Skip to content

Natural Language Processing

Background

This section only applies to data sets for natural language processing (NLP). The focus being the proposed data statements of Data Statements for Natural Language Processing: Toward Mitigating System Bias and Enabling Better Science by E Bender & B Friedman.

Please study the description of each statement within Section 5. Subsequently, and per data set, record the applicable data statements. Brief excerpts below.


Data Statement Queries in Brief

Curation Rationale

Why was the data collected?
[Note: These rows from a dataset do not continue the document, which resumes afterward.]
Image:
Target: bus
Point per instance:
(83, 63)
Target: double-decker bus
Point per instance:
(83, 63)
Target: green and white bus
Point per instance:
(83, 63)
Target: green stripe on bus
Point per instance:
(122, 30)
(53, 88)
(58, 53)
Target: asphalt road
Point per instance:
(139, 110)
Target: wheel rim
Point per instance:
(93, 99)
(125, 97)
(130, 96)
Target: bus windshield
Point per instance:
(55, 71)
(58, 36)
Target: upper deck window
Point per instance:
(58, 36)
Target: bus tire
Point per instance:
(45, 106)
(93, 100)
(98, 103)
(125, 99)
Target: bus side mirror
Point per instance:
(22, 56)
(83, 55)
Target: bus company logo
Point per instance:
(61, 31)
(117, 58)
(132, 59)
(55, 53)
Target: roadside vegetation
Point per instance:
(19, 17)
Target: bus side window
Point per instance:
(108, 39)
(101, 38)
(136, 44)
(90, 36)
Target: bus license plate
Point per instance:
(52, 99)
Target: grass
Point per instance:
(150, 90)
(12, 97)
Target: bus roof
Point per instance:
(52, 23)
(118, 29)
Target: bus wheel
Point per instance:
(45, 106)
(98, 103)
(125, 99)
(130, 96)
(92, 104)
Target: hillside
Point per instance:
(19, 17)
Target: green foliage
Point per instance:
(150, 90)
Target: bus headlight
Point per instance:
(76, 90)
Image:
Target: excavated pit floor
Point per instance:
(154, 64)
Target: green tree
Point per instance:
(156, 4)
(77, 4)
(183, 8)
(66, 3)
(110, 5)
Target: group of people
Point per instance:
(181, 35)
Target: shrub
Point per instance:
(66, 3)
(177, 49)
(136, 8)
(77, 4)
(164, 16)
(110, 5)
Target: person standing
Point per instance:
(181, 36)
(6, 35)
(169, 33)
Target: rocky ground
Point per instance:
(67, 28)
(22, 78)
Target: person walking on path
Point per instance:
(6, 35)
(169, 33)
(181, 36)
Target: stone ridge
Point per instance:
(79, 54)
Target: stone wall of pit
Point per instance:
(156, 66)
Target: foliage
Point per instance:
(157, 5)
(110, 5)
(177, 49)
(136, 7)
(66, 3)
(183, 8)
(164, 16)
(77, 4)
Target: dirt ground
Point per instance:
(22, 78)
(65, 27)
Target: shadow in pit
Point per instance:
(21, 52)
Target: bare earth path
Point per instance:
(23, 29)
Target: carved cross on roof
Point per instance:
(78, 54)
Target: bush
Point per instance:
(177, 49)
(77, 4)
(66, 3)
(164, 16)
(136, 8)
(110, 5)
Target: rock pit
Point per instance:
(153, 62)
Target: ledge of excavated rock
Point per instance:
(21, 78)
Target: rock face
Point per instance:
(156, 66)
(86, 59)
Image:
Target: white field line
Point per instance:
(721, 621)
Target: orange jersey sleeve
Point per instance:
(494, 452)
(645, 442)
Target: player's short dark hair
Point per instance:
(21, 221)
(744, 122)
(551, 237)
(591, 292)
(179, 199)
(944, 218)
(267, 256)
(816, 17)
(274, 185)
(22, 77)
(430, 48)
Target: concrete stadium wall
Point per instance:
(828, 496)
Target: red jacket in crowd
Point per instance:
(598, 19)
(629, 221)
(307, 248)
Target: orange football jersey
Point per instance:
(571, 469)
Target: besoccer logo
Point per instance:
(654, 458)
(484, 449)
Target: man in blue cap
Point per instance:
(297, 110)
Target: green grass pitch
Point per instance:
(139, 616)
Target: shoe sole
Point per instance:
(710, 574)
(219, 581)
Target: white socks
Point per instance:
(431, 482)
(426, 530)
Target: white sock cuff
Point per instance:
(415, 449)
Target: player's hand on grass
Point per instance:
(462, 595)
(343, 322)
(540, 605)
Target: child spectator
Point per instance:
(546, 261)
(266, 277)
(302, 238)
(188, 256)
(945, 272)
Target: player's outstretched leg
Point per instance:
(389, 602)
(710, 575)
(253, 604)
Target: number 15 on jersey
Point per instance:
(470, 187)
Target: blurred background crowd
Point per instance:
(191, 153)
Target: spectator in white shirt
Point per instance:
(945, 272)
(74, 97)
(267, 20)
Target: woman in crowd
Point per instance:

In brief, which "… texts were included and what were the goals in selecting texts, both in the original collection and in any further sub-selection?" Impacts inference.


Language Variety

This is important because languages "… differ from each other in structural ways that can interact with NLP algorithms".
Additionally, and within a language, "… regional or social dialects can also show great variation".


Speaker Demographic

Important in cases wherein "… variation (in pronunciation, prosody, word choice, and grammar) correlates with speaker-demographic characteristics".


Annotator Demographic

In brief, what are the "… demographic characteristics of the annotators and [the] annotation guideline developers?" These are critical questions because they give an insight into "… their experience with language and thus their perception of what they are annotating".


Speech Situation

Mainly because "… characteristics of the speech situation can affect linguistic structure and patterns …".


Text Characteristics

Mainly because "… genre and topic influence the vocabulary and structural characteristics of texts".1


Recording Quality

If applicable, outline recording quality.


Provenance Appendix

If the data set was derived from an existing data set "… the data statements for the source datasets should be included as an appendix"


Other Pertinent Details

Record pertinent details that the previous statements do not request.